GitHub

Integrate Monte Carlo with your Github to gain visibility into code impact on your data

GitHub Integration

Overview

The GitHub integration allows customers to:

  1. Reduce time to resolution by easily checking potentially relevant pull requests in the context of an incident via PRs overlaid on incident charts. See more under Pull requests documentation.

  2. Prevent bad data changes before they reach production using MC Prevent β€” Monte Carlo's suite of agents that surfaces data observability context at every stage of the development lifecycle.

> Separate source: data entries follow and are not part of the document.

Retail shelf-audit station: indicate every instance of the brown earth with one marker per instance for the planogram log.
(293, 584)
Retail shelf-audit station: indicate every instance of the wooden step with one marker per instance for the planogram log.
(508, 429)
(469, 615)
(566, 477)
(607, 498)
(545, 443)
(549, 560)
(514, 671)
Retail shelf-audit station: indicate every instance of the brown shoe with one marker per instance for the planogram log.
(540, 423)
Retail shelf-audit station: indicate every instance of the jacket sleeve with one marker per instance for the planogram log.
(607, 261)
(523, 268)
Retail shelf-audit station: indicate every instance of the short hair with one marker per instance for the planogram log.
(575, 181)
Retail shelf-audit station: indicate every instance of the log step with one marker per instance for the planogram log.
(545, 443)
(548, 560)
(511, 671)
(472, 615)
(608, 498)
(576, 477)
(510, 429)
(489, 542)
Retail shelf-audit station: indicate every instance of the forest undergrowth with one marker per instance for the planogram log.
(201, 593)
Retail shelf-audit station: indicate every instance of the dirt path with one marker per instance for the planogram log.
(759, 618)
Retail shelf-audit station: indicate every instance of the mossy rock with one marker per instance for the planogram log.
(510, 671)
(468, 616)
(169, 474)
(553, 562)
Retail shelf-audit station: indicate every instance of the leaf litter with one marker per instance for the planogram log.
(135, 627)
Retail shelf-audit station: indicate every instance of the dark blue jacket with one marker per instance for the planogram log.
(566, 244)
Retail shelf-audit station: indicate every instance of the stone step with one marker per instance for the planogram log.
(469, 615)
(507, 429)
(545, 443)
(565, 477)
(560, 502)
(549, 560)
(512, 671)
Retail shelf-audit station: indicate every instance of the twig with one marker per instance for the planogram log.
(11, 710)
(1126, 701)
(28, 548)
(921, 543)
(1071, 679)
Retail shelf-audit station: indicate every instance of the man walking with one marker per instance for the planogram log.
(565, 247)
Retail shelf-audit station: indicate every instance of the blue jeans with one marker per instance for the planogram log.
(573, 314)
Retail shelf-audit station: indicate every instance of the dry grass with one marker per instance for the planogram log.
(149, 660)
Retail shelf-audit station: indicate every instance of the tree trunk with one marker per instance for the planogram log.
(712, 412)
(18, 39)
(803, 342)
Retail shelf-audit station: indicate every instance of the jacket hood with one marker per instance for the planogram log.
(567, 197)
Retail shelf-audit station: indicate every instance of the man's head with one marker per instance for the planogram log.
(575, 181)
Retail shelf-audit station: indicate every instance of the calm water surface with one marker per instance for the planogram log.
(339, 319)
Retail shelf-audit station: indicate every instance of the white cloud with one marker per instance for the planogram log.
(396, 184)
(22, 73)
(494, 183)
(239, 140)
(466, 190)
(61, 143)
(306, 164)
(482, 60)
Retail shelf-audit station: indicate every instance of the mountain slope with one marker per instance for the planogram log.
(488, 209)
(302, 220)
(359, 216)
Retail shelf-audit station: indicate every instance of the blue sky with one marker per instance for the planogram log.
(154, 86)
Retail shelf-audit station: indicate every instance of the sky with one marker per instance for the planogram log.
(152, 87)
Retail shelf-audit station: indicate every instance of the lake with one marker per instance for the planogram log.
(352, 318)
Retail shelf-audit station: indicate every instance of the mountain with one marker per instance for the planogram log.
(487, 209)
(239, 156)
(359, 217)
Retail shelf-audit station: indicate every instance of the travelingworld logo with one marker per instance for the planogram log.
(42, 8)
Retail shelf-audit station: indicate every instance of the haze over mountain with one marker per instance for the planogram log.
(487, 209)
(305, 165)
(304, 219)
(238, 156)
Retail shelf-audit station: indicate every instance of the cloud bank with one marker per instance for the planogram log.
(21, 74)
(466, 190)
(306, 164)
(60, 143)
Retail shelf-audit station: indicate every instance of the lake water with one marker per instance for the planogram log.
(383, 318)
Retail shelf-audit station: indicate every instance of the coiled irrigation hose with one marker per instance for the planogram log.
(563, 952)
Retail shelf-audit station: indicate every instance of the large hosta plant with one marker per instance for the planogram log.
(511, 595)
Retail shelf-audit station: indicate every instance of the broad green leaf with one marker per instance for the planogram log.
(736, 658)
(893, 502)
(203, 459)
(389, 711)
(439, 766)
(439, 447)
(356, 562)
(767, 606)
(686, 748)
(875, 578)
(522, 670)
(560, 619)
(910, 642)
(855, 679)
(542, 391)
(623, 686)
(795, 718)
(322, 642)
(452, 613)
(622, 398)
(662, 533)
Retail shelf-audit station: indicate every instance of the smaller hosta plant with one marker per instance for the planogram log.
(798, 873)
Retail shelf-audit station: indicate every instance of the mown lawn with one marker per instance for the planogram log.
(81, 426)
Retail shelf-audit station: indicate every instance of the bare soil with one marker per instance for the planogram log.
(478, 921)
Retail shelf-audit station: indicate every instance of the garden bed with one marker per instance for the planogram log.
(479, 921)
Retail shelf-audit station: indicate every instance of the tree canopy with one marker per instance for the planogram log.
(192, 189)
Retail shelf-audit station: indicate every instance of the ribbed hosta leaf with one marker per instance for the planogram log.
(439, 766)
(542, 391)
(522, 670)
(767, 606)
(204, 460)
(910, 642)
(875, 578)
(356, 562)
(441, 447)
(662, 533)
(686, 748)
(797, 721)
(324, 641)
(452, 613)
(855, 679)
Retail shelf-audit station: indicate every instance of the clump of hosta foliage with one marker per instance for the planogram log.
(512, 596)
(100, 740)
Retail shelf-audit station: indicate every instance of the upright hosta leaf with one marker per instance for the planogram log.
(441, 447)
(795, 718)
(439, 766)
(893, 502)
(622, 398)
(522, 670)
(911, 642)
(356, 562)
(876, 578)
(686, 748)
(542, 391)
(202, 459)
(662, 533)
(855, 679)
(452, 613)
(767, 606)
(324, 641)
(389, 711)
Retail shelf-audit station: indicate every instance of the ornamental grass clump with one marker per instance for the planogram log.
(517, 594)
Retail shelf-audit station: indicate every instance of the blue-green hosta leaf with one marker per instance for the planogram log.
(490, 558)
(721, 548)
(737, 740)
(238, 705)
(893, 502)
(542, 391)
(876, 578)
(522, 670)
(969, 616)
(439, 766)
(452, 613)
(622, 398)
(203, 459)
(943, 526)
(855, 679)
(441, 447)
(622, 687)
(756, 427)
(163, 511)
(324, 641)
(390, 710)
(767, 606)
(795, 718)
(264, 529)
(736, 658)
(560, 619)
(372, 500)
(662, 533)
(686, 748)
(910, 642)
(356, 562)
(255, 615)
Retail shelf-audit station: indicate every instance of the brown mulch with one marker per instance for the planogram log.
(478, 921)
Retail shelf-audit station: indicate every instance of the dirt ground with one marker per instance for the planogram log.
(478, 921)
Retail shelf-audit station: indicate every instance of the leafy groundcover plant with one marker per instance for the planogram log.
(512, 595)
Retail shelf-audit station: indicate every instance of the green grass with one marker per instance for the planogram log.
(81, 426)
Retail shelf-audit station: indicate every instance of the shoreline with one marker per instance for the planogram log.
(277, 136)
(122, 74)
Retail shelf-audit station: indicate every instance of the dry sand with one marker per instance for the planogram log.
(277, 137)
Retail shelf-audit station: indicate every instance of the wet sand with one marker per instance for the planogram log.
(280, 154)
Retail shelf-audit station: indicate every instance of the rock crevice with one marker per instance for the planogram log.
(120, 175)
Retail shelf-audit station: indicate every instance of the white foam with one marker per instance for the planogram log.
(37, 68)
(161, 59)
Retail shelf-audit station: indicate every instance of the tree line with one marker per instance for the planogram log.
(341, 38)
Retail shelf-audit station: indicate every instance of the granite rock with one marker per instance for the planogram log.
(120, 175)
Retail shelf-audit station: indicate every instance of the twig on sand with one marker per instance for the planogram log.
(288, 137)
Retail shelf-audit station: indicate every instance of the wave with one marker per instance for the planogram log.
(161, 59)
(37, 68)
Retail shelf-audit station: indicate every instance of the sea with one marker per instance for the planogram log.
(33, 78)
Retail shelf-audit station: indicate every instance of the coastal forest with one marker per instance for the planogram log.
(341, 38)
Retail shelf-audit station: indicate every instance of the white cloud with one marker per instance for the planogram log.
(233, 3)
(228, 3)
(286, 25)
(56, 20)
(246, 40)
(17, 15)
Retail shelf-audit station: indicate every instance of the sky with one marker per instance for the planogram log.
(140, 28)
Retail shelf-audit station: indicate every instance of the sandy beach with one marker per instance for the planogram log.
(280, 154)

  3. Get context on tables via reviewing recent pull request history on the asset page (requires dbt integration).


MC Prevent

MC Prevent is Monte Carlo's suite of agents for preventing bad data changes before they reach production. It covers every stage of the development lifecycle:

StageToolWhat it does
DevelopmentCode ChangeSurfaces table health, alerts, and blast radius inside your AI editor as you write code
Code reviewPR AgentReviews every pull request and posts a risk assessment comment with downstream impact analysis
CI/CDCI AgentEvaluates the PR Agent's assessment in your pipeline and returns a pass / warn / fail verdict
ValidationSQL NotebooksInteractive, cell-based SQL notebooks for running targeted validation queries against your warehouse

This doc covers the PR Agent and CI Agent. For the editor plugin, see the Code Change documentation. For validation notebooks, see the SQL Notebooks documentation.


dbt Integrations

Note: Having a dbt integration configured is no longer required for the GitHub integration, but having both provides information for mapping between dbt models and assets for code changes.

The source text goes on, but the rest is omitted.